Registration No. 333-65757

 

 

 

UNITED STATES SECURITIES AND EXCHANGE COMMISSION

Washington, D.C. 20549

 

 

Post-Effective Amendment No. 1 to Form S-8 Registration No. 33-98186

Post-Effective Amendment No. 1 to Form S-8 Registration No. 333-65757

 

 

REGISTRATION STATEMENT

UNDER

THE SECURITIES ACT OF 1933

 

 

Scholastic Corporation

(Exact name of registrant as specified in its charter)

 

Delaware   13-3385513

(State or other jurisdiction of

incorporation or organization)

  (IRS Employer Identification No.)
557 Broadway, New York, New York   10012
(Address of Principal Executive Offices)   (Zip Code)

 

 

SCHOLASTIC CORPORATION 1995 STOCK OPTION PLAN

(Full title of the plan)

Andrew S. Hedden, Esq.

Senior Vice President, General Counsel and Secretary

Scholastic Corporation

557 Broadway

New York, New York 10012

(Name and address of agent for service)

(212) 343-6100

(Telephone number, including area code, of agent for service)
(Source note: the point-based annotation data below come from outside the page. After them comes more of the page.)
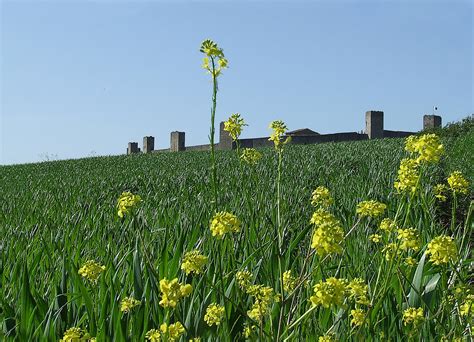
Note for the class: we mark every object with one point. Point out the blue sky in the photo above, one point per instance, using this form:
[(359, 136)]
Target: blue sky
[(83, 77)]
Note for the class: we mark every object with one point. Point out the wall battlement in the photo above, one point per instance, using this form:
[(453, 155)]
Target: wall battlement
[(374, 129)]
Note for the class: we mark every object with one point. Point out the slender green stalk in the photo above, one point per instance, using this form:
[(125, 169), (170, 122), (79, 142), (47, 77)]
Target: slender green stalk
[(212, 133)]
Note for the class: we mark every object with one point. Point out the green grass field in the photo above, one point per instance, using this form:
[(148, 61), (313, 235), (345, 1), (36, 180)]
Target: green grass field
[(55, 216)]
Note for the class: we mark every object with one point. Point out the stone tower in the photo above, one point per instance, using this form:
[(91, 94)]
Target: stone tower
[(148, 144), (177, 141), (431, 121), (374, 124)]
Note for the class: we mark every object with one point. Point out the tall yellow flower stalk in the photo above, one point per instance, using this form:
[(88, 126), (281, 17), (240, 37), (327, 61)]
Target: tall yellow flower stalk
[(214, 62), (279, 128)]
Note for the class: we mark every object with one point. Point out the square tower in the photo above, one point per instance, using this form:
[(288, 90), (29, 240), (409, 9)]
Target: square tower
[(374, 124)]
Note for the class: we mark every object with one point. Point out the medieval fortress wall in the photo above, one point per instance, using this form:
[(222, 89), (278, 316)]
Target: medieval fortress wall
[(374, 129)]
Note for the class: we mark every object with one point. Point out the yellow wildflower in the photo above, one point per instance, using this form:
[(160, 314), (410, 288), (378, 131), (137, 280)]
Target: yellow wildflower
[(214, 314), (327, 338), (279, 129), (329, 292), (387, 225), (358, 317), (234, 126), (370, 208), (410, 239), (410, 261), (173, 331), (126, 202), (250, 156), (466, 309), (427, 146), (91, 270), (442, 250), (408, 176), (457, 183), (440, 192), (289, 281), (413, 316), (223, 223), (375, 238), (128, 303), (248, 330), (213, 52), (172, 291), (357, 290), (153, 335), (76, 335), (321, 197), (193, 262)]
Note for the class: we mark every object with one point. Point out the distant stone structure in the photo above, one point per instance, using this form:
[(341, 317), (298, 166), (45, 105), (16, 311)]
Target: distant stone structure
[(374, 124), (177, 141), (132, 148), (374, 129), (148, 144), (431, 121)]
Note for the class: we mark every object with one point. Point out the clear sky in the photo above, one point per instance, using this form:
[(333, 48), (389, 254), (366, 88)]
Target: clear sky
[(85, 77)]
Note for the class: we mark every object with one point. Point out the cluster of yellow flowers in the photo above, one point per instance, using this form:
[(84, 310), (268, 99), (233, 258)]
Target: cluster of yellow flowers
[(170, 333), (128, 303), (458, 183), (413, 316), (91, 270), (172, 291), (213, 53), (77, 335), (427, 146), (428, 149), (327, 338), (440, 192), (328, 233), (214, 314), (408, 176), (358, 317), (263, 299), (409, 239), (234, 126), (387, 225), (390, 250), (223, 223), (370, 208), (321, 197), (279, 128), (442, 250), (289, 281), (334, 291), (466, 309), (375, 238), (249, 329), (250, 156), (126, 202), (193, 262)]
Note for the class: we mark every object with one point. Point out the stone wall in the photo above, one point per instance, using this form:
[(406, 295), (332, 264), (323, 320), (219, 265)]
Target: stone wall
[(374, 129)]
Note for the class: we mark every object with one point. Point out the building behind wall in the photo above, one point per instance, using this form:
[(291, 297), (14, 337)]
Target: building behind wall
[(374, 129)]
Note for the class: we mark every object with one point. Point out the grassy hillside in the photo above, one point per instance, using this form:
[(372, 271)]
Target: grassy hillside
[(54, 216)]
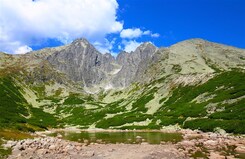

Indicate by check mark whether the registrant is a large accelerated filer, an accelerated filer, a non-accelerated filer, or a smaller reporting company. See the definitions of “large accelerated filer,” “accelerated filer” and “smaller reporting company” in Rule 12b-2 of the Exchange Act.

 

Large accelerated filer   þ   Accelerated filer   ¨
Non-accelerated filer   ¨  (Do not check if a smaller reporting company)   Smaller reporting company   ¨

 

 

 


DEREGISTRATION OF SECURITIES

This Post-Effective Amendment No. 1 relates to (i) the Registration Statement on Form S-8 (Registration No. 33-98186) filed by the Registrant with the Securities and Exchange Commission (the “SEC”) on October 16, 1995 (the “1995 Registration Statement”) pertaining to the registration of 4,000,000 shares (as adjusted to reflect the 100% stock dividend in the form of a two-for-one stock split paid on January 16, 2001 (the “Stock Split”)) of the Registrant’s common stock, par value $.01 per share, issuable under the 1995 Stock Option Plan (the “Plan”); and (ii) the Registration Statement on Form S-8 (Registration No. 333-65757) filed by the Registrant with the SEC on October 16, 1998 (the “1998 Registration Statement”) registering an additional 3,000,000 shares (as adjusted to reflect the Stock Split) of common stock issuable under the Plan. The Registrant is filing this Post-Effective Amendment No. 1 to 1995 Registration Statement and the 1998 Registration Statement (collectively, the “Plan Registration Statements”) to deregister all shares of common stock that have not been sold or otherwise issued under the Plan.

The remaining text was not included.